Zu Ihrem ersten Satz, dass laut VV die Wohnungen über eine Schleuse an den TR angeschl. sein müssen:
- sicherlich beziehen Sie sich dabei auf 37.4231 als Unterabsatz zu 34.42 "innenliegende TR"
- das wäre also anzuwenden wenn Ihr TR innenliegend ist
- gleichzeitig wird 37.4231 aufgehoben durch 37.4232, also bei Überdrucklüftungsanlage (ÜLA)

Zum zweiten Satz:
- diese Forderungen lassen sich bei einem Neubau verwirklichen, hier aber kann nur nach einer kompensierenden Maßnahme gesucht werden
- interessant wäre sicherlich ein Blick in die ursprüngliche Baugenehmigung

Zu den technischen Einzelheiten:
- eine ÜLA funktioniert bei unmittelbar am TR angeschlossenen Nutzungseinheiten nur in Zusammenwirken mit Freilauftürschließern, so dass also die Tür zu der vom Brand betroffenen Nutzungseinheit automatisch geschlossen wird.
- die ÜLA wirkt so, dass bei Branderkennung (mittels Rauchmeldern) erst mal eine kurze Spülphase einsetzt, d.h. die Abluftöffnung wird weit geöffnet und der TR mit viel Luft gespült ohne dass dabei ein Überdr. im TR entsteht,
anschließend wird die Abluftöffnung so weit geschlossen (Regelkreis), dass ein definierter Überdr. im TR entsteht und kein Rauch aus der Brandwohnung in den TR gelangt; dabei wird aber immer noch Luft gespült.Es kann also kein Rauch in die darüber liegenden Wohnungen gedrückt werden.
Das lässt sich gut erkennen im Video von PAFAMAX (www.suela.de  herunterladen  Filme)
(Achtung: 64 MB, vielleicht bekommen Sie es zugeschickt).
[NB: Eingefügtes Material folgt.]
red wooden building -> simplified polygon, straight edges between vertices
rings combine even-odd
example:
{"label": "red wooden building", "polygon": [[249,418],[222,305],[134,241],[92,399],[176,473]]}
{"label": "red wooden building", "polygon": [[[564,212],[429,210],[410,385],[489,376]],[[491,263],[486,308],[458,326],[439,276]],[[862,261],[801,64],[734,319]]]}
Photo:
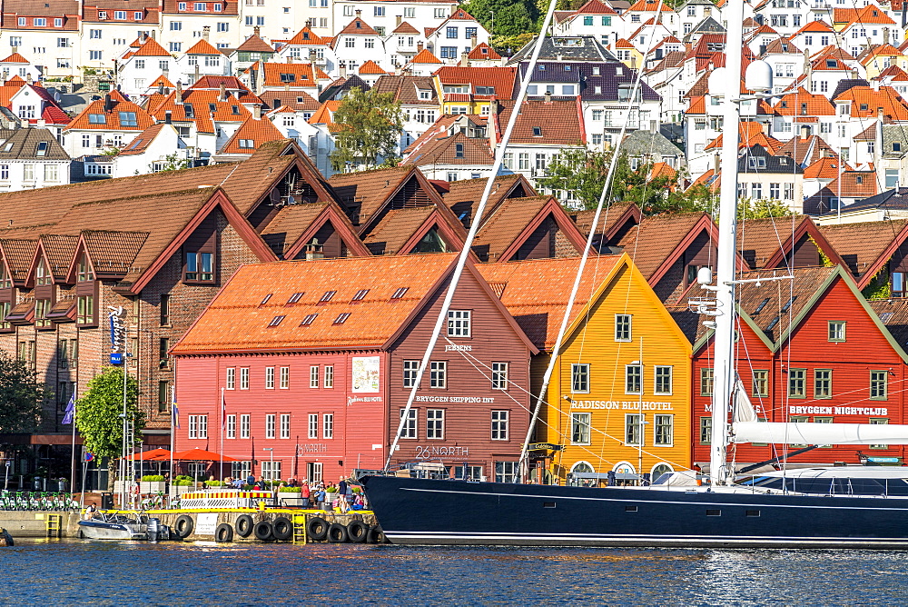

Eventuell können Sie als Teil des vorzulegenden BS-Konzeptes die Aufschaltung der für die ÜLA
ohnehin notwendigen Rauchmelder zur Feuerwehr vorschlagen.

Auf ein Gutachten für RWA kann sicherlich verzichtet werden wenn der Hersteller der ÜLA eine
Liste von Referenzobjekten und eine Abnahmebescheinigung vorlegt.

Für die Feuerwehr ist die Kenntnis vom Vorhandensein einer ÜLA sehr wichtig, damit nicht die
Haustür offen gelassen wird und der Druck dort rausgeht anstatt oben an der Entrauchungsöffnung.